As manifestações ocorridas no Brasil, nas últimas
semanas, reuniram milhões de pessoas com motivações bastante distintas, mas,
subjacente a todas, estão uma percepção e um inconformismo crescentes com o
fato de que o Estado brasileiro não atende adequadamente às demandas da
sociedade como um todo, deixando-as subordinadas aos interesses setoriais mais
poderosos que o dominam.
Nada simboliza melhor tal constatação que a hegemonia
dos interesses pró-rentistas na formulação das políticas públicas, refletida na
destinação de quase metade do orçamento do governo federal para o serviço da
dívida pública (vide o quadro abaixo, baseado em dados do SIAFI).

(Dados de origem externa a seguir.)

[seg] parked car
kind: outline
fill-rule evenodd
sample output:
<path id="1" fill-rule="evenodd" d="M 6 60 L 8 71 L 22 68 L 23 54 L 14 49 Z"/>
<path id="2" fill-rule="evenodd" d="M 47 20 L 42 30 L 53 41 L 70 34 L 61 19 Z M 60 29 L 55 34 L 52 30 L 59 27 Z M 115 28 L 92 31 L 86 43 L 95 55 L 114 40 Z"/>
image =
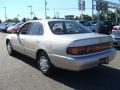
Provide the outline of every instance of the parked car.
<path id="1" fill-rule="evenodd" d="M 120 47 L 120 25 L 116 25 L 113 27 L 111 35 L 114 39 L 114 46 Z"/>
<path id="2" fill-rule="evenodd" d="M 16 33 L 23 23 L 17 23 L 7 28 L 8 33 Z"/>
<path id="3" fill-rule="evenodd" d="M 17 34 L 6 37 L 10 55 L 17 51 L 35 59 L 45 75 L 55 67 L 80 71 L 108 64 L 116 54 L 112 42 L 110 35 L 93 33 L 64 19 L 29 21 Z"/>
<path id="4" fill-rule="evenodd" d="M 5 33 L 7 32 L 6 25 L 7 25 L 7 23 L 1 23 L 0 24 L 0 31 L 1 32 L 5 32 Z"/>

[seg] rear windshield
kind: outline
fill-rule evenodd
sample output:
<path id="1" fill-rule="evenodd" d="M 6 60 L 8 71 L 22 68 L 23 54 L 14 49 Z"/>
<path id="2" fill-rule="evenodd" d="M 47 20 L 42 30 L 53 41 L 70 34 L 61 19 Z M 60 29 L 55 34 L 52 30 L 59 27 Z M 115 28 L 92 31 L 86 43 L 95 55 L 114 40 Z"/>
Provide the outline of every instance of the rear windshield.
<path id="1" fill-rule="evenodd" d="M 79 34 L 91 31 L 74 21 L 50 21 L 48 25 L 54 34 Z"/>
<path id="2" fill-rule="evenodd" d="M 91 23 L 88 21 L 80 21 L 80 23 L 85 25 L 85 26 L 91 26 Z"/>

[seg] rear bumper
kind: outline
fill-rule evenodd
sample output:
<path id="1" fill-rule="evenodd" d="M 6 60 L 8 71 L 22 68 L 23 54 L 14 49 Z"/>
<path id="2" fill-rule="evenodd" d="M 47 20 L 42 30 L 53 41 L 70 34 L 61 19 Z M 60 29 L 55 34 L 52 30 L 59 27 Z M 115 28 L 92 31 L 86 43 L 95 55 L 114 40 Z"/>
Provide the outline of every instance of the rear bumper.
<path id="1" fill-rule="evenodd" d="M 62 69 L 73 70 L 73 71 L 80 71 L 95 67 L 101 63 L 100 59 L 107 57 L 107 62 L 109 63 L 114 59 L 116 55 L 116 50 L 114 48 L 95 53 L 89 54 L 84 56 L 76 56 L 76 57 L 66 57 L 51 54 L 50 60 L 54 66 Z"/>

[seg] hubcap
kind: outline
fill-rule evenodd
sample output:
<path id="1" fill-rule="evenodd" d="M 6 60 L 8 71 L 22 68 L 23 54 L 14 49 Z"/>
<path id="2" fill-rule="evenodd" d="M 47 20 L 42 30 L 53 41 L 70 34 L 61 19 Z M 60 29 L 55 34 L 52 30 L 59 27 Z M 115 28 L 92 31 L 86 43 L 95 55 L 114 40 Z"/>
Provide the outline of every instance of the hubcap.
<path id="1" fill-rule="evenodd" d="M 49 68 L 48 59 L 45 56 L 41 56 L 39 65 L 41 70 L 46 72 Z"/>

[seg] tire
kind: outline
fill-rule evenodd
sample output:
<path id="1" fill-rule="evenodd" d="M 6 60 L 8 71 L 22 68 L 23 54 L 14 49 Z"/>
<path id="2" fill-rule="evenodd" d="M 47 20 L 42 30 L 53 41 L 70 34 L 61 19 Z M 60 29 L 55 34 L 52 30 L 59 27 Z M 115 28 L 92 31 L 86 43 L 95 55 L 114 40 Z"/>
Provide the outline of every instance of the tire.
<path id="1" fill-rule="evenodd" d="M 53 73 L 53 65 L 50 63 L 50 59 L 45 52 L 38 55 L 38 68 L 46 76 Z"/>
<path id="2" fill-rule="evenodd" d="M 14 50 L 12 49 L 12 45 L 11 45 L 10 41 L 7 42 L 6 47 L 7 47 L 8 54 L 13 55 Z"/>

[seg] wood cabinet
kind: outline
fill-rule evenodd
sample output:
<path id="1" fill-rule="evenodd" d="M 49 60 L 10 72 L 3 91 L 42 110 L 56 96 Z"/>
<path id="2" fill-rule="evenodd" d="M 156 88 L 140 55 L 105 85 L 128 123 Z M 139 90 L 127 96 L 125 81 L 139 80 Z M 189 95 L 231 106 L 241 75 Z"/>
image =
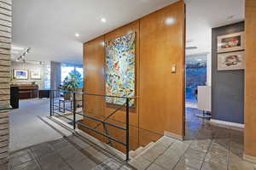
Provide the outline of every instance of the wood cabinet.
<path id="1" fill-rule="evenodd" d="M 12 84 L 11 87 L 19 88 L 19 99 L 33 99 L 38 97 L 38 85 Z"/>

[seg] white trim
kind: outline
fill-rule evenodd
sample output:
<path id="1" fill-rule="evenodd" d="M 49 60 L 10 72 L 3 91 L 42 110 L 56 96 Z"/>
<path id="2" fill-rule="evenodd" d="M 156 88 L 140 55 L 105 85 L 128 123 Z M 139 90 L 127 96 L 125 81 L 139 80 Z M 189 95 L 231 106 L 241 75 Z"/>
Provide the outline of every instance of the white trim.
<path id="1" fill-rule="evenodd" d="M 251 156 L 247 156 L 243 155 L 243 159 L 247 162 L 250 162 L 252 163 L 256 163 L 256 157 Z M 256 170 L 256 166 L 254 167 L 254 170 Z"/>
<path id="2" fill-rule="evenodd" d="M 170 132 L 165 131 L 164 135 L 166 136 L 166 137 L 169 137 L 169 138 L 173 138 L 173 139 L 183 141 L 183 136 L 175 134 L 173 133 L 170 133 Z"/>
<path id="3" fill-rule="evenodd" d="M 240 124 L 240 123 L 236 123 L 236 122 L 225 122 L 225 121 L 219 121 L 217 119 L 211 119 L 210 123 L 217 124 L 218 126 L 223 126 L 223 127 L 230 128 L 241 128 L 241 129 L 244 128 L 244 124 Z"/>

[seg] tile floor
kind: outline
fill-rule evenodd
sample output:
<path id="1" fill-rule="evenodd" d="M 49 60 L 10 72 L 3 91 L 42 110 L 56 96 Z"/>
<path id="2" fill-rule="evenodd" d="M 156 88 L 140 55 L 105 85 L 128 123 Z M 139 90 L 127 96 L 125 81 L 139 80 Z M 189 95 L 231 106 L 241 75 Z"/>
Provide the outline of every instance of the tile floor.
<path id="1" fill-rule="evenodd" d="M 242 160 L 242 131 L 212 126 L 196 117 L 198 111 L 186 109 L 185 141 L 164 137 L 131 165 L 139 170 L 253 170 Z"/>

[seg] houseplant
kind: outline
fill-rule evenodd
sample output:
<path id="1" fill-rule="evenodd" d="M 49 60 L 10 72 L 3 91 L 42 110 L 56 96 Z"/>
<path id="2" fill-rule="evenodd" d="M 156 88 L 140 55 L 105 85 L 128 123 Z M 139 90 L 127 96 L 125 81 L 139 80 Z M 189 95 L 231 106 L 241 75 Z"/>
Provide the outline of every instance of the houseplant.
<path id="1" fill-rule="evenodd" d="M 67 76 L 65 77 L 62 85 L 60 88 L 63 91 L 63 97 L 65 100 L 70 100 L 71 92 L 75 91 L 79 88 L 79 78 L 75 74 L 69 73 Z"/>

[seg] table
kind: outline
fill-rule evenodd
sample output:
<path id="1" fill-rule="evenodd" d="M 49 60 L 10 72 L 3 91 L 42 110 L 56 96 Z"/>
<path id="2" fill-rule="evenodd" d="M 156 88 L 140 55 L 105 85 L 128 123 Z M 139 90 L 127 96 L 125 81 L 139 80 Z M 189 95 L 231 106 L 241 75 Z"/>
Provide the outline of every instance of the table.
<path id="1" fill-rule="evenodd" d="M 64 99 L 59 99 L 59 111 L 61 113 L 66 112 L 66 102 L 70 102 L 70 110 L 73 110 L 73 100 L 66 100 Z M 62 107 L 61 107 L 61 103 L 62 103 Z"/>
<path id="2" fill-rule="evenodd" d="M 39 89 L 39 98 L 49 98 L 49 89 Z"/>

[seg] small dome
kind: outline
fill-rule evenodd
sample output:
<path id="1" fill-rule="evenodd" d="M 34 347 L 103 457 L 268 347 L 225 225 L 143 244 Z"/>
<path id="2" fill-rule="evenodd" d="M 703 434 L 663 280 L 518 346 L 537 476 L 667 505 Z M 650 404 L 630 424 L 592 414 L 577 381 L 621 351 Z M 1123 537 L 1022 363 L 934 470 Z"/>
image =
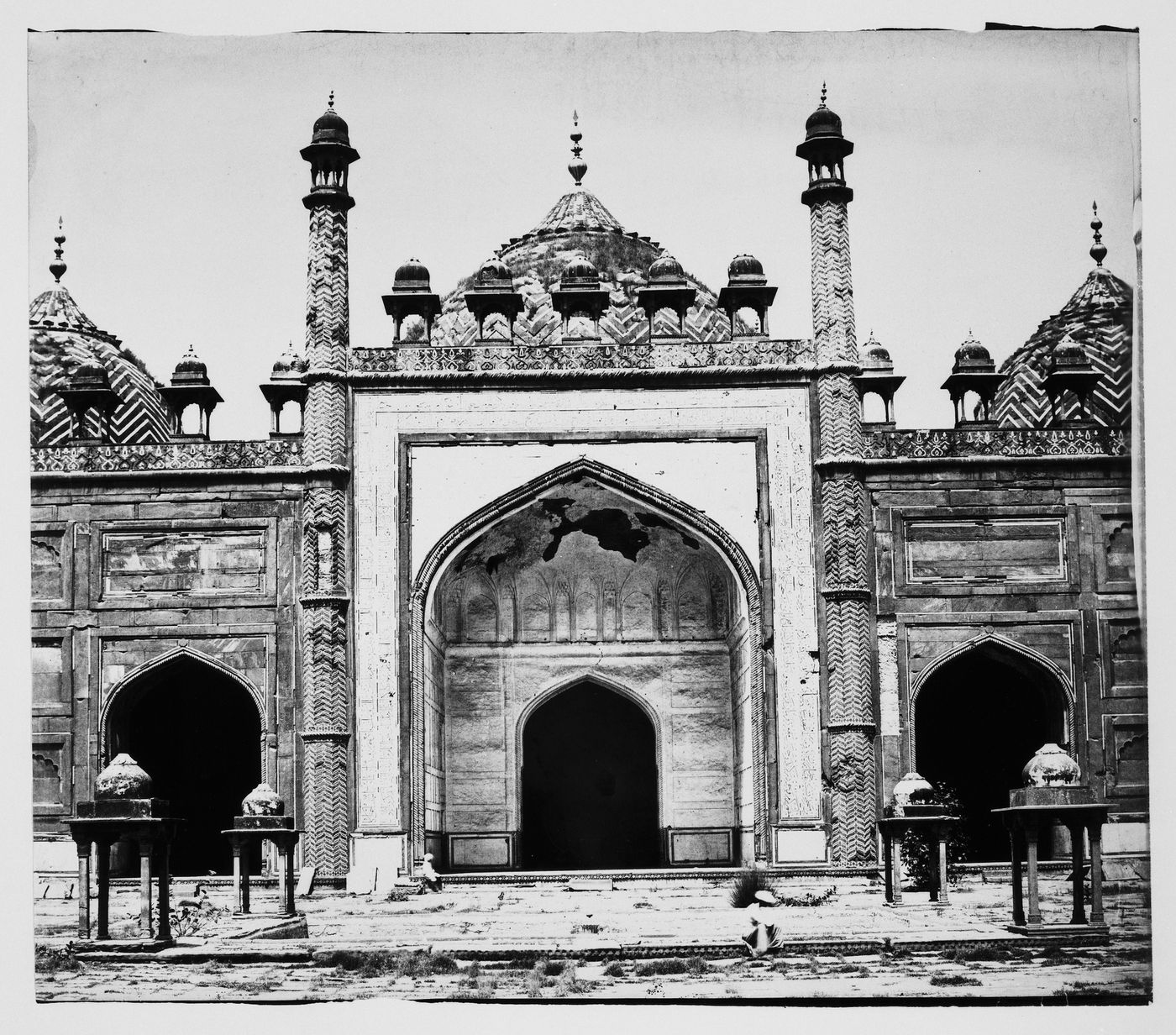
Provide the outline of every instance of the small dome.
<path id="1" fill-rule="evenodd" d="M 653 261 L 648 276 L 650 283 L 681 283 L 686 280 L 686 271 L 681 262 L 667 254 Z"/>
<path id="2" fill-rule="evenodd" d="M 993 358 L 975 338 L 968 340 L 956 349 L 956 368 L 962 367 L 991 367 Z"/>
<path id="3" fill-rule="evenodd" d="M 894 369 L 894 360 L 890 359 L 890 353 L 882 342 L 874 338 L 874 332 L 870 332 L 869 340 L 862 346 L 862 366 L 867 369 Z"/>
<path id="4" fill-rule="evenodd" d="M 115 755 L 94 781 L 95 799 L 151 797 L 152 782 L 131 755 Z"/>
<path id="5" fill-rule="evenodd" d="M 917 773 L 908 773 L 894 786 L 894 803 L 906 808 L 908 804 L 916 804 L 920 800 L 926 800 L 933 792 L 928 783 Z"/>
<path id="6" fill-rule="evenodd" d="M 188 381 L 207 381 L 208 380 L 208 367 L 200 356 L 196 355 L 195 348 L 189 345 L 188 350 L 180 356 L 180 362 L 175 365 L 175 369 L 172 372 L 172 382 L 188 382 Z"/>
<path id="7" fill-rule="evenodd" d="M 513 286 L 510 269 L 501 259 L 487 259 L 477 271 L 474 283 L 476 287 L 501 287 L 509 291 Z"/>
<path id="8" fill-rule="evenodd" d="M 596 267 L 587 259 L 573 259 L 563 267 L 563 275 L 560 278 L 561 287 L 584 286 L 596 287 L 600 285 L 600 274 Z"/>
<path id="9" fill-rule="evenodd" d="M 420 291 L 429 289 L 429 271 L 419 259 L 409 259 L 396 271 L 392 279 L 393 291 Z"/>
<path id="10" fill-rule="evenodd" d="M 106 370 L 98 363 L 82 363 L 69 379 L 71 388 L 109 388 L 111 381 Z"/>
<path id="11" fill-rule="evenodd" d="M 1042 744 L 1021 770 L 1025 787 L 1074 787 L 1081 779 L 1078 763 L 1057 744 Z"/>
<path id="12" fill-rule="evenodd" d="M 763 275 L 763 265 L 755 255 L 736 255 L 727 267 L 728 286 L 763 285 L 768 278 Z"/>
<path id="13" fill-rule="evenodd" d="M 804 122 L 804 139 L 815 140 L 821 136 L 841 135 L 841 116 L 831 108 L 827 108 L 822 99 L 821 106 Z"/>
<path id="14" fill-rule="evenodd" d="M 1075 341 L 1069 334 L 1054 346 L 1054 369 L 1088 367 L 1090 358 L 1081 342 Z"/>
<path id="15" fill-rule="evenodd" d="M 347 147 L 352 146 L 352 141 L 347 136 L 347 122 L 343 121 L 343 116 L 335 111 L 335 95 L 330 94 L 330 100 L 327 101 L 327 111 L 323 112 L 314 122 L 314 135 L 310 138 L 312 143 L 342 143 Z"/>
<path id="16" fill-rule="evenodd" d="M 306 373 L 306 360 L 294 352 L 293 343 L 287 346 L 278 360 L 269 376 L 275 381 L 300 381 Z"/>
<path id="17" fill-rule="evenodd" d="M 286 812 L 285 802 L 268 783 L 259 783 L 241 802 L 242 816 L 280 816 Z"/>

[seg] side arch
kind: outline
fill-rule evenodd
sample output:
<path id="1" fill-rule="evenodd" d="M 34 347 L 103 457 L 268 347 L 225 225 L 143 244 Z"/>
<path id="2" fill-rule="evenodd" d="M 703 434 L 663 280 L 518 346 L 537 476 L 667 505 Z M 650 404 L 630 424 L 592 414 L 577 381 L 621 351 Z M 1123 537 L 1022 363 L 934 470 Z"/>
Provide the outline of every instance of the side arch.
<path id="1" fill-rule="evenodd" d="M 153 657 L 149 661 L 145 661 L 142 665 L 136 666 L 132 672 L 127 673 L 122 679 L 120 679 L 111 689 L 102 695 L 102 706 L 99 709 L 98 716 L 98 764 L 99 768 L 103 768 L 109 761 L 109 717 L 111 709 L 119 695 L 125 695 L 127 689 L 133 689 L 143 679 L 151 676 L 152 674 L 159 673 L 162 669 L 168 668 L 172 665 L 176 665 L 183 661 L 192 661 L 198 665 L 206 666 L 215 672 L 218 675 L 227 676 L 233 682 L 238 683 L 248 695 L 249 700 L 253 701 L 254 707 L 258 709 L 258 715 L 261 721 L 261 759 L 262 759 L 262 779 L 265 776 L 266 768 L 266 737 L 272 733 L 268 722 L 268 715 L 266 710 L 266 697 L 265 693 L 249 680 L 247 680 L 241 673 L 239 673 L 232 666 L 226 665 L 219 657 L 214 657 L 211 654 L 206 654 L 202 650 L 194 650 L 191 647 L 174 647 L 171 650 L 166 650 L 158 657 Z"/>
<path id="2" fill-rule="evenodd" d="M 691 534 L 706 540 L 729 567 L 747 601 L 749 629 L 748 668 L 751 685 L 751 742 L 753 742 L 753 812 L 756 859 L 767 859 L 768 849 L 768 788 L 764 760 L 764 696 L 766 673 L 763 663 L 762 596 L 756 569 L 743 548 L 714 520 L 689 503 L 669 495 L 646 482 L 624 474 L 608 465 L 588 458 L 580 458 L 555 467 L 546 474 L 519 486 L 499 499 L 479 508 L 468 518 L 454 525 L 428 552 L 421 562 L 416 579 L 410 587 L 409 600 L 409 841 L 415 860 L 425 853 L 425 622 L 433 587 L 437 585 L 449 560 L 462 547 L 475 540 L 505 518 L 522 510 L 539 496 L 560 485 L 590 478 L 604 488 L 627 496 L 641 506 L 660 512 Z M 597 682 L 601 682 L 599 679 Z M 561 683 L 564 681 L 561 680 Z M 624 693 L 617 686 L 601 682 L 608 689 Z M 566 688 L 566 687 L 564 687 Z M 549 700 L 549 694 L 543 697 Z M 647 708 L 642 703 L 642 708 Z M 519 727 L 521 729 L 521 727 Z M 655 724 L 660 735 L 660 729 Z M 517 730 L 516 730 L 517 732 Z M 660 779 L 660 770 L 659 770 Z"/>
<path id="3" fill-rule="evenodd" d="M 1015 640 L 1011 640 L 1008 636 L 1002 636 L 1000 633 L 981 633 L 963 643 L 956 645 L 950 650 L 943 652 L 943 654 L 928 665 L 911 683 L 910 700 L 907 706 L 907 757 L 910 759 L 911 764 L 917 767 L 917 759 L 915 756 L 915 726 L 917 722 L 918 713 L 916 705 L 918 702 L 920 693 L 944 666 L 948 666 L 963 655 L 973 652 L 988 653 L 989 655 L 995 655 L 998 659 L 1003 656 L 1005 660 L 1013 661 L 1014 665 L 1022 670 L 1027 668 L 1035 672 L 1040 670 L 1040 674 L 1047 676 L 1053 682 L 1055 688 L 1061 692 L 1062 700 L 1065 705 L 1065 742 L 1067 749 L 1073 754 L 1076 700 L 1074 685 L 1070 682 L 1065 673 L 1062 672 L 1062 669 L 1044 654 L 1038 650 L 1034 650 L 1031 647 L 1017 643 Z"/>

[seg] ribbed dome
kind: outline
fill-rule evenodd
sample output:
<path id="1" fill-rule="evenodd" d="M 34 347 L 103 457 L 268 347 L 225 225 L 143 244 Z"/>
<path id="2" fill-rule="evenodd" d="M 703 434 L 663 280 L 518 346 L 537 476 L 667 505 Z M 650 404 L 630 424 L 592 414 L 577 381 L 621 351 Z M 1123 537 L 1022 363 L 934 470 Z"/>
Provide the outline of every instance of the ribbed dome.
<path id="1" fill-rule="evenodd" d="M 650 283 L 683 283 L 684 281 L 686 272 L 682 269 L 682 263 L 673 255 L 662 255 L 649 267 Z"/>
<path id="2" fill-rule="evenodd" d="M 64 285 L 42 292 L 28 308 L 31 439 L 33 446 L 69 440 L 69 410 L 58 394 L 79 367 L 96 366 L 119 396 L 111 413 L 118 445 L 168 441 L 167 409 L 151 373 L 113 334 L 100 330 Z"/>
<path id="3" fill-rule="evenodd" d="M 429 289 L 429 271 L 419 259 L 409 259 L 396 271 L 392 279 L 393 291 L 420 291 Z"/>
<path id="4" fill-rule="evenodd" d="M 487 259 L 474 278 L 479 287 L 501 287 L 510 289 L 510 267 L 501 259 Z"/>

Efetivamente, com os juros e amortizações da dívida
recebendo cerca de 44% do orçamento e a atenção prioritária do governo, além do
montante colossal das despesas de custeio de uma máquina pública ostensivamente
inchada, os recursos para os investimentos em infraestrutura e nos serviços
públicos que interessam diretamente à população são relegados a planos bastante
secundários nas prioridades oficiais.
Para piorar o quadro, na maioria dos
casos, apenas uma fração dos investimentos previstos no orçamento tem sido
efetivamente empregada, por conta da inércia tecnoburocrática, contingenciamentos
para reforçar o sacrossanto superávit primário e outros fatores. Um
levantamento feito pela ONG Contas Abertas para o jornal O Globo
demonstrou que, entre 2003 e 2012, apenas 39% do orçamento setorial de saúde
aprovado pelo Congresso foram gastos.
Nas rubricas saneamento, transportes e
educação, a proporção ficou, respectivamente, em 49%, 61% e 60,5% (O Globo,
29/06/2013).
A preocupação fundamental com a dinâmica rentista
ficou evidenciada no discurso da presidente Dilma Rousseff diante dos
governadores estaduais e prefeitos das capitais, na segunda-feira 24 de junho,
na qual apresentou a sua questionável proposta dos cinco "pactos" (já
por si uma das palavras mais desmoralizadas do léxico político nacional) como
resposta às manifestações.
O primeiro deles se referia, precisamente, à
estabilidade fiscal, que, geralmente, é um virtual eufemismo para justificar a
prioridade dada à dívida pública.
Como a crise global está demonstrando cabalmente, o
sistema de financiamento dos governos via endividamento privado, prevalecente
na grande maioria dos países, não atende às exigências das crescentemente
complexas e interdependentes economias do século XXI e, se não for reformado,
não haverá solução duradoura para a instabilidade financeira global.
Portanto,
cedo ou tarde, os países terão que encarar a sério o desafio de colocar limites
na dinâmica rentista e os que tardarem muito poderão ter que fazê-lo sob
condições de crise aguda, semelhantes ou até piores que a crise argentina de
2001-2002, que popularizou os "panelaços" como manifestações
populares, derrubou dois presidentes e forçou grande parte da população a
recorrer a práticas econômicas de sobrevivência, como o escambo.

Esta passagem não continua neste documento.